Vicious Habits of the Religious Probationers.[p. 195].

The Spanish satirical novel, “Fray Gerundio de Campazas,” contains a lively picture of the adventures of a Novice. It was written by Padre Isla, a Jesuit, for the purpose of checking the foppery and absurdity of the popular preachers. Cervantes himself could not boast of greater success in banishing the books of Chivalry than Isla in shaming the friars out of the affected and often profane concetti, which, in his time, were mistaken for pulpit eloquence. But the Inquisition could not endure that her great props, the religious orders, should be exposed, in any of their members, to the shafts of ridicule; and Fray Gerundio was prohibited.

NOTE K.

A book entitled Memorias para la vida del Excmo. Señor D. Gaspar Melchor de Jovellanos, was published, at Madrid, in 1814, by Cean Bermudez. This gentleman, whose uninterrupted intimacy from early youth with the subject of his Memoirs, enabled him to draw an animated picture of one of the most interesting men that Spain has produced in her decline, has, probably, from the habits of reserve and false notions of decorum, still prevalent in that country, greatly disappointed our hopes. What relates to Jovellanos himself is confined to a few pages, containing little more than the dates of events connected with his public life, some vague declamation, and a few inuendos on the great intrigues which, having raised him to the ministry, confined him soon after to the fortress of Bellver. The second part contains a catalogue, and a slight analysis of his works. The friends of Jovellanos, however, are indebted to the author of the Memorias, for the help which this collection of notes on the life of that truly excellent and amiable man will afford any future writer who, with more settled habits of freedom, and altogether under more favourable circumstances, shall undertake to draw the full-length picture of which we yet scarcely possess a sketch.

For the satisfaction of such of our readers as may wish to know the fate of Jovellanos, we subjoin a brief account of the last years of his life.

Upon the accession of Ferdinand VII., Jovellanos was, by royal order, released from his confinement, and subsequently elected a Member of the Central Junta.
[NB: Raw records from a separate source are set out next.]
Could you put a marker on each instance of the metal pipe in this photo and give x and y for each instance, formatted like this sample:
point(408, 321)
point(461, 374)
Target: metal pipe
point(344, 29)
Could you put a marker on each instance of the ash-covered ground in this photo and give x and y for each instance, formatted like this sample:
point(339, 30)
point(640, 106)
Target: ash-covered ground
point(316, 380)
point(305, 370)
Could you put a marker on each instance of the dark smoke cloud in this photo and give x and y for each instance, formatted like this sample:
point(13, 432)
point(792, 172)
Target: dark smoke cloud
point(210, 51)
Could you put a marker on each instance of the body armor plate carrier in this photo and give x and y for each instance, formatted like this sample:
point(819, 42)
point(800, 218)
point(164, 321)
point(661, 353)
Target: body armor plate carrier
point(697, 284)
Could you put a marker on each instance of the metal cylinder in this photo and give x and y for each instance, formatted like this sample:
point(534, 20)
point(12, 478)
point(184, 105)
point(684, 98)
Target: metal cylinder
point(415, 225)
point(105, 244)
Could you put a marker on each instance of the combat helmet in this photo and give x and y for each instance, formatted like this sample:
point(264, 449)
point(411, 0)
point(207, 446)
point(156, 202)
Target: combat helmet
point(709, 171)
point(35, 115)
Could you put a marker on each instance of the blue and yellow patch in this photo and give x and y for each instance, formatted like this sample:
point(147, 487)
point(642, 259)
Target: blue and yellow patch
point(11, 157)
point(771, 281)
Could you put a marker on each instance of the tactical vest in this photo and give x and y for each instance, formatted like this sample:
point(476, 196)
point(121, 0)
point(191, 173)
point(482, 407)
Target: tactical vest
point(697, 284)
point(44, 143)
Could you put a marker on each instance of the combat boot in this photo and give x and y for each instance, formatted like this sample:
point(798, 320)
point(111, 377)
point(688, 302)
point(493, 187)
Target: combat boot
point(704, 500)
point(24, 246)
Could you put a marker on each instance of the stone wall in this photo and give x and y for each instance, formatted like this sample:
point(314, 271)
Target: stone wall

When the French entered Seville in 1810, and the Regency of Cadiz superseded the Junta, he wished to retire to his native place, Gijon, in Asturias.

The popular feeling, exasperated by national misfortunes, was now venting itself against the abdicated Government, to whose want of energy the advantages of the French were indiscriminately attributed; and Jovellanos, accidentally detained in the Bay of Cadiz, had the mortification of learning that he was involved in the absurd and shameful suspicion of having shared in the spoil of the Spanish treasury, with which the Central Junta was charged. A dignified appeal to the candour of the nation, which he sent to the Cadiz papers for insertion, was not permitted to see the light—so narrow and illiberal were the views of the Regency—and the feeling and high-minded Castilian had to sail under the intolerable apprehension that some of his countrymen might look upon him as a felon endeavouring to abscond from justice.

If any one circumstance could add to the painfulness of Jovellanos’s situation, it was that, while the thoughtlessness or the ingratitude of his countrymen thus involved him in a suspicion of peculation, the state of his finances was such as to have obliged him to accept the sum of little more than one hundred pounds, the savings of many year’s service, which his trusty valet pressed upon him, with tears, that he might defray the expenses of their removal from Seville.

After being almost wrecked on the coast of Galicia, Jovellanos was obliged to land at the small town of Muros. Here he had to endure a fresh insult from the petty Junta of that province, by whose orders his papers were minutely searched, and copies taken at the option of an officer sent for that purpose with a military detachment.

A temporary retreat of the French from Gijon enabled Jovellanos to revisit his native town; but an unexpected return of the invaders obliged him soon after to take ship with the utmost precipitation. His flight was so sudden that he was actually at sea without having determined upon a place of refuge. Had the venerable and unhappy fugitive listened to the repeated invitations which his intimate friend Lord Holland sent him after the first appearance of danger from the progress of the French, his life might have been prolonged under the hospitable roof of Holland House. But Jovellanos’s notions of public duty were too exalted and romantic: and he would not quit Spain while there was a single spot in the possession of her patriots.